有一种比较显然的 dp 思路,设 \(f_{i,j}\) 表示考虑到第 \(i\) 个人,第 \(i+1\) 个人传递给第 \(i\) 个人 \(j\) 个硬币时的最小代价,显然转移有:
\[f_{i,j}=\min_{k=L_i-a_i}^{R_i-a_i}(f_{i-1,j-k})+|j| \]由于转移构成环,因此考虑枚举第 \(1\) 个人传递给第 \(n\) 个人的金币数 \(x\) ,此时可以得到一种 \(O((\sum a_i)^3)\) 的暴力 dp 做法。
考虑进行优化,设函数 \(f_i(x)=f_{i,x}\) ,此时证明 \(f_i(x)\) 关于 \(x\) 构成一个下凸函数。
考虑归纳法进行证明,首先对于 \(f_0(x)\) ,这显然成立。
考虑过程中的转移,首先存在一种取 \(\min\) 操作,假设 \(f_{i-1}(x)\) 是下凸函数,并且 \(mid\) 为该函数最低点,不放令 \(L_i-a_i\to L_i,R_i-a_i\to R_i\) ,那么考虑一下几种情况:
-
\(x-R_i\ge mid\) ,显然 \(f_i(x)=f_{i-1}(x-R_i)\) ;
-
\(x-L_i\le mid\) ,显然 \(f_i(x)=f_{i-1}(x-L_i)\) ;
-
\(x-R_i<mid<x-L_i\) ,此时 \(x\) 的转移范围包含 \(mid\) ,显然 \(f_i(x)=f_{i-1}(mid)\) 。
考虑形象化表示转移,将 \(f_{i-1}(x)\) 从 \(mid\) 处一分为二,左半部分向右平移 \(L_i\) ,右半部分向右平移 \(R_i\) ,中间部分使用函数最低点填平,显然操作过后,函数仍然为下凸函数。
由于 \(|x|\) 也是下凸函数,因此函数叠加后仍然是下凸函数。
实际上根据上述分析, \(f_i(x)\) 只需要维护两种操作,就可以进行转移:函数平移,叠加 \(|x|\) 。
考虑 slope trick ,维护一个对顶堆,左堆维护函数最低点向左的信息,右堆维护函数最低点向右的信息,左堆内从大到小第 \(i\) 个权值 \(x\) 表示函数在位置 \(x\) 斜率由 \(1-i\) 变为 \(-i\) ,右堆内从小到大第 \(i\) 个权值 \(x\) 表示函数在位置 \(x\) 斜率由 \(i-1\) 变为 \(i\) ,维护变量 \(min\_val\) 表示函数最低点的值。
考虑修改,对于函数平移,显然直接维护 lazy 标记即可。
对于叠加 \(|x|\) ,大致分以下三种情况考虑:
左堆 \(top\) \(\le 0\le\) 右堆 \(top\) ,发现此时左堆斜率减 \(1\) ,右堆斜率加 \(1\) ,因此直接分别在两个堆中插入位置 \(0\) 即可。
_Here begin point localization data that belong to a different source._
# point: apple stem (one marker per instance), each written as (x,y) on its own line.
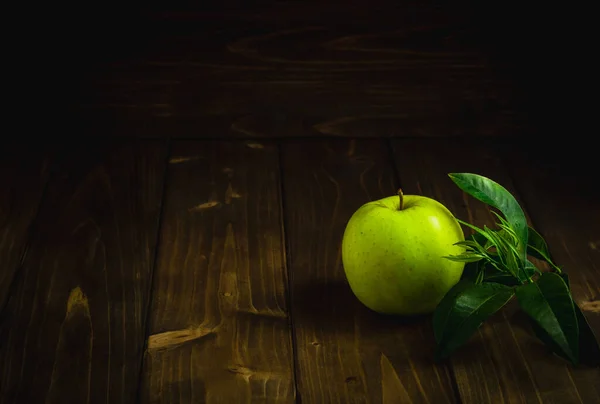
(401,196)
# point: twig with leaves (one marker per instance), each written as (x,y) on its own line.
(498,269)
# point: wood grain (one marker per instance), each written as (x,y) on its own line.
(503,362)
(304,68)
(565,206)
(73,329)
(23,174)
(219,319)
(346,353)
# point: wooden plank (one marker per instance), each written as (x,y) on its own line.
(73,329)
(564,204)
(503,362)
(23,174)
(219,319)
(346,353)
(306,68)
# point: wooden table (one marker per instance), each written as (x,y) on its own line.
(199,260)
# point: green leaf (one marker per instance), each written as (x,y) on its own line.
(464,257)
(478,238)
(549,304)
(588,342)
(537,247)
(462,311)
(495,195)
(505,278)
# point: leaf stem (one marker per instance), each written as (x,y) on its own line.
(401,196)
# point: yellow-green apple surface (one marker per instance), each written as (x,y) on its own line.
(393,253)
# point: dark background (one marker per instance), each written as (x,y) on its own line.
(535,83)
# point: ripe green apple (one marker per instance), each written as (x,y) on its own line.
(393,253)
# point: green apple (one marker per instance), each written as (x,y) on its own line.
(393,253)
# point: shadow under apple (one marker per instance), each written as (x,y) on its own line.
(330,310)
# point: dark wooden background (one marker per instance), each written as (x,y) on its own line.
(264,125)
(319,68)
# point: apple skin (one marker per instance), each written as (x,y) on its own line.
(394,259)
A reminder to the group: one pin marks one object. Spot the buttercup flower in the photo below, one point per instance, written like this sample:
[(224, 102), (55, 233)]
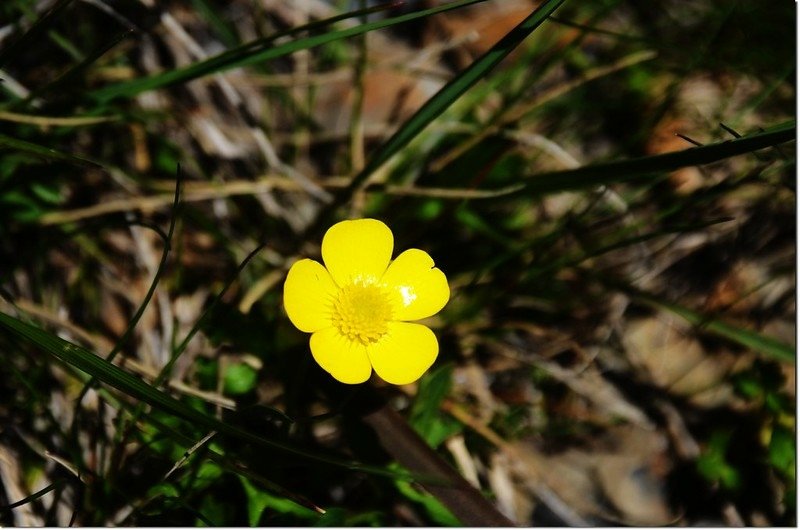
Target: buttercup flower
[(361, 305)]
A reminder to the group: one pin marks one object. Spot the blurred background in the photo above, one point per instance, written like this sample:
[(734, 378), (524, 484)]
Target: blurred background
[(619, 347)]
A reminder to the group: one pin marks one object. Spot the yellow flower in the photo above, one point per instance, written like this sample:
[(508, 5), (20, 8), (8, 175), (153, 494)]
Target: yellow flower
[(360, 306)]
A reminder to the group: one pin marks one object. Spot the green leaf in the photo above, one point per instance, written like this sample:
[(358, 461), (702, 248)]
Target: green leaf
[(443, 99), (259, 52), (782, 451), (7, 142), (426, 416), (745, 337), (713, 465), (260, 500), (650, 167), (134, 387), (240, 379)]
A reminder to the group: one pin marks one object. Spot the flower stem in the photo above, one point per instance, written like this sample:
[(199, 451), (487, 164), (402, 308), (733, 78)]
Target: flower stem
[(411, 451)]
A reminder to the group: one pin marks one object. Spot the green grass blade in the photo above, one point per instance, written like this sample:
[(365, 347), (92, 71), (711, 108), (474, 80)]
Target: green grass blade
[(102, 370), (71, 76), (652, 166), (443, 99), (744, 337), (33, 496), (34, 32), (259, 51), (7, 142)]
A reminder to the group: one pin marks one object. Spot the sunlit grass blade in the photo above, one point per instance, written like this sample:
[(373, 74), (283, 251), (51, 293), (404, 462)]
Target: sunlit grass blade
[(260, 51), (33, 496), (102, 370), (744, 337), (46, 153), (70, 77), (443, 99), (652, 166)]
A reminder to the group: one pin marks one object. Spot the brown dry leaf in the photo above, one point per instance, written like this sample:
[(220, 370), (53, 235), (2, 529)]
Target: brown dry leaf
[(489, 22), (389, 97), (621, 481), (672, 358), (738, 291), (665, 139)]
左堆 \(top\) \(>0\) ,此时左堆斜率由 \(0\) 变为 \(-1\) 的转折点变为斜率由 \(1\) 变为 \(0\) 的转折点,因此取出左堆内最大元素插入到右堆中并将其在左堆中删除,考虑位置 \(0\) 前后斜率相差 \(2\) ,因此在左堆内插入两个 \(0\) 即可。
右堆 \(top\) \(<0\) ,显然与左堆 \(top\) \(>0\) 同理。
于是我们可以在 \(O(n\log n)\) 的时间复杂度内完成转移。
继续考虑优化,设 \(g(x)\) 为第 \(1\) 个节点传递给第 \(n\) 个节点 \(x\) 个金币时的最小代价,通过打表发现 \(g(x)\) 是一个单谷函数,因此可以三分求解。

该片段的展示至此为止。